A key to successful N-H distributed computing is configuration of the network. Each N-H instance, both master and slave, has a configuration file that describes its function and capabilities. The following is an explanation of the configuration files for master and slave instances in the above example network. The explanation focuses on DC-specific features of the configuration files.
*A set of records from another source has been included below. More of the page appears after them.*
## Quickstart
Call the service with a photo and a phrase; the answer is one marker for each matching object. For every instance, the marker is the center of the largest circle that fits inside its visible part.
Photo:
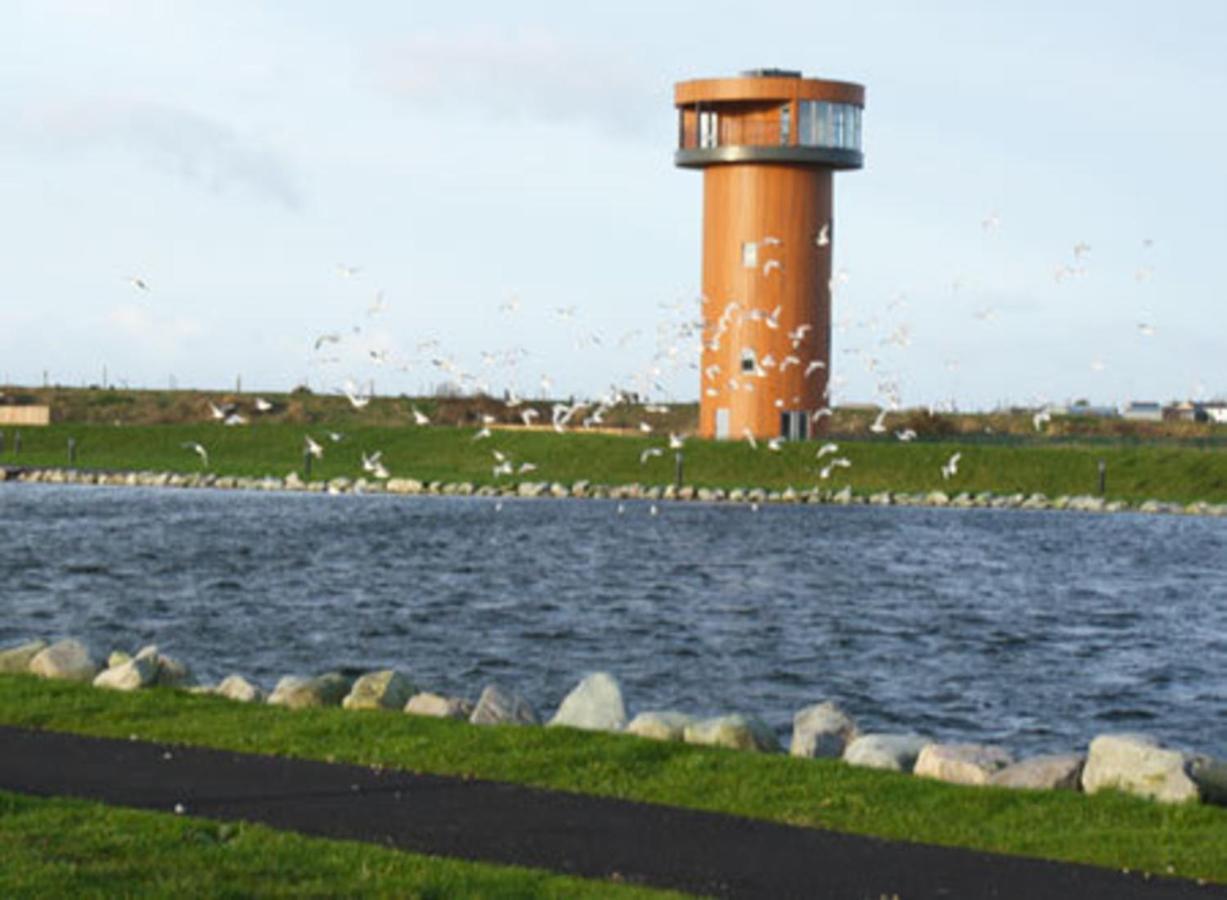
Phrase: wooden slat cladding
(782, 210)
(755, 89)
6.1.1. The Master's Configuration File

  nanohive.baseDirectory=/home/bhelfric/hp-ux2/share/NanoHive-1
  nanohive.stagingDirectory=/scratch_local/bhelfric/wutemp
The nanohive.stagingDirectory specifies in which directory to initially write work units that are to be processed. This should be a fast, local directory to the master, not an NFS mount.
  # Logging
  logging.outputDirectory=/home/bhelfric/.NanoHive-1/log
  logging.outputLevel=700
  
  simspec.schema=data/simulation-1.0.1.xsd
We specify into which directory to write the log file, to emit debugging log entries, and to use the latest simulation specification schema. Nothing specific to DC here.
  # Simulation Control Plugins
  commandqueue.plugin.0=ConsoleCommand
  ConsoleCommand.resultCodesFile=data/local/en_resultCodes.txt
  commandqueue.plugin.1=SocketsControl
  SocketsControl.ipAddress=192.168.18.113
  SocketsControl.port=3000
  SocketsControl.clientTimeout=30000
We're choosing the ConsoleCommand plugin so we can control N-H directly from the console, and the SocketsControl plugin to control N-H remotely with a client such as HiveKeeper, or nhClient.py.
  # Entity Management Plugin
  entityManager.plugin=RAMEntityManager
  
  # Data Import/Export Plugins
  entityManager.importExport.0.plugin=nanoML_ImportExport
  entityManager.importExport.0.importFormats=nanoML
  entityManager.importExport.0.exportFormats=nanoML
  entityManager.importExport.1.plugin=OpenBabelImportExport
  entityManager.importExport.1.importFormats=OpenBabel
  entityManager.importExport.1.exportFormats=ALC,BS,CACCRT,CACINT,CACHE,CT,CSSR,
  BOX,DMOL,FEAT,FH,GAMIN,INP,GCART,GAU,MM1GP,GR96A,GR96N,HIN,JIN,BIN,MMD,MMOD,
  OUT,DAT,SDF,SD,MDL,MOL,MOPCRT,BGF,CSR,NW,PDB,REPORT,QCIN,SMI,FIX,MOL2,TXYZ,
  TXT,UNIXYZ,XED,XYZ,CML
  entityManager.importExport.2.plugin=nanorexMMP_ImportExport
  entityManager.importExport.2.importFormats=nanorexMMP
  entityManager.importExport.2.exportFormats=nanorexMMP
We use the in-memory entity manager, and specify a wide range of file formats which can be read/written.

Note

Beta version: For large, long running simulations, depending on a single master to maintain state in memory is not desirable because if it dies, recovering and restarting the simulation can be delayed and at worse, problematic. We're working on a Postgres-powered entity manager plugin that will maintain state in a database and allow for both a fail-over master, and automatic recovery and restarting of simulations.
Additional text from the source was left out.